Derandomization and its connections throughout complexity theory
This is the second talk in a three-part series presented together with Roei Tell.
The series is intended to survey the fast-paced recent developments in the study of derandomization. We will present:
A revised version of the classical hardness vs randomness framework, converting new types of uniform lower bounds into non-black-box derandomization algorithms.
Unconditional derandomization of an important class of Merlin-Arthur protocols, and stronger circuit lower bounds from derandomization.
Optimal derandomization algorithms that incur essentially no runtime overhead (a.k.a "free lunch derandomization").
The second talk will present the recent developments on proving circuit lower bounds from non-trivial derandomization (a.k.a., the algorithmic method).
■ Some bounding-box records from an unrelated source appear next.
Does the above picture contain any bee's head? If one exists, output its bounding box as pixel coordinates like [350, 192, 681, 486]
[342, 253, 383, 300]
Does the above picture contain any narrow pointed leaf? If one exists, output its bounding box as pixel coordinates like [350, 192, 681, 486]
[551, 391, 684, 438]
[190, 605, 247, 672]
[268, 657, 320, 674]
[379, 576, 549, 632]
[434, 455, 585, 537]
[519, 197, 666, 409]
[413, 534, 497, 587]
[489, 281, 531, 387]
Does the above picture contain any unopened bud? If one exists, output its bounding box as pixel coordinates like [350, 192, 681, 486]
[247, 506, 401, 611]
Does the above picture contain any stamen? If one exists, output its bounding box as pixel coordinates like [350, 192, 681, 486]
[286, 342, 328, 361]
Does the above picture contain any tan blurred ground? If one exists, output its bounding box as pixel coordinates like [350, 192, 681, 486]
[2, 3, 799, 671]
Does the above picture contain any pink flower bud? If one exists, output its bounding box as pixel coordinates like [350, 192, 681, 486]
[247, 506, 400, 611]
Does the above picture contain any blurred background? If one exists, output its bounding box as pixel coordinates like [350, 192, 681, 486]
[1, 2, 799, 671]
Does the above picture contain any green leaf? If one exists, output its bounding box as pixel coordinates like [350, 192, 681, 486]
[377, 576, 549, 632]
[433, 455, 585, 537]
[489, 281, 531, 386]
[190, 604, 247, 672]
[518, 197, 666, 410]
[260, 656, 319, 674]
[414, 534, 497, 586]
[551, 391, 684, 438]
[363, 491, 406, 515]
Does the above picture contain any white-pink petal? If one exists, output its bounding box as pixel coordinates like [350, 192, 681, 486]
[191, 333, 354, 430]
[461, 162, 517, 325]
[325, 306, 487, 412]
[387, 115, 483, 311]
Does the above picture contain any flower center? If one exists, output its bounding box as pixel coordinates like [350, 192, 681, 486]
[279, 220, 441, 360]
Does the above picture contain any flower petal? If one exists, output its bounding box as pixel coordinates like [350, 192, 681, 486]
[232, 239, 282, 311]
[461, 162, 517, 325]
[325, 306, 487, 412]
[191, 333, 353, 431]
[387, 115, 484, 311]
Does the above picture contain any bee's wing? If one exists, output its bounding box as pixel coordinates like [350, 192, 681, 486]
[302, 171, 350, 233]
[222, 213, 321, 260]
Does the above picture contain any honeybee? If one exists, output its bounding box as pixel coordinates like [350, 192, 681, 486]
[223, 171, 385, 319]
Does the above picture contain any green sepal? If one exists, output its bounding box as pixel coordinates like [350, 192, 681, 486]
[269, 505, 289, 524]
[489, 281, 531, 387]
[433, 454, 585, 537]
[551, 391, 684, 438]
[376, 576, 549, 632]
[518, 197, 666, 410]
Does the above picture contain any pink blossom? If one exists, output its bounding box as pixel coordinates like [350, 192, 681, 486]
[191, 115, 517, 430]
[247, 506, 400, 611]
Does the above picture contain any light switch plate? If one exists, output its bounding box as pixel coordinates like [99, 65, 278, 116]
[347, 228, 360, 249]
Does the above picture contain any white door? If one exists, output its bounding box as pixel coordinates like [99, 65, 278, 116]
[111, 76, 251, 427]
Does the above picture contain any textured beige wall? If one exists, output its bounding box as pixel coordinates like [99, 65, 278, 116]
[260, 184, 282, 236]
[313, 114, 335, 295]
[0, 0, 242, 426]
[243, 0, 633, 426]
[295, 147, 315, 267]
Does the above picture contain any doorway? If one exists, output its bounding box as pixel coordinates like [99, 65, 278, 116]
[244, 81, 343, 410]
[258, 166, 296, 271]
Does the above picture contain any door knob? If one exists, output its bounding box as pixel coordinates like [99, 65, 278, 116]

As the main focus, I will show how to derandomize Merlin-Arthur protocols with ACC^0 verifiers in nondeterministic quasi-polynomial time infinitely often and consequently deduce ACC^0 lower bounds.
I will first present a recent perspective on the algorithmic method that decomposes the whole proof into three conceptual ingredients and show how these three ingredients lead to new circuit lower bounds. Next, I will explain one of the ingredients in more detail: an approach for unconditionally derandomizing Merlin-Arthur protocols whose verifiers have small circuits from a certain circuit class.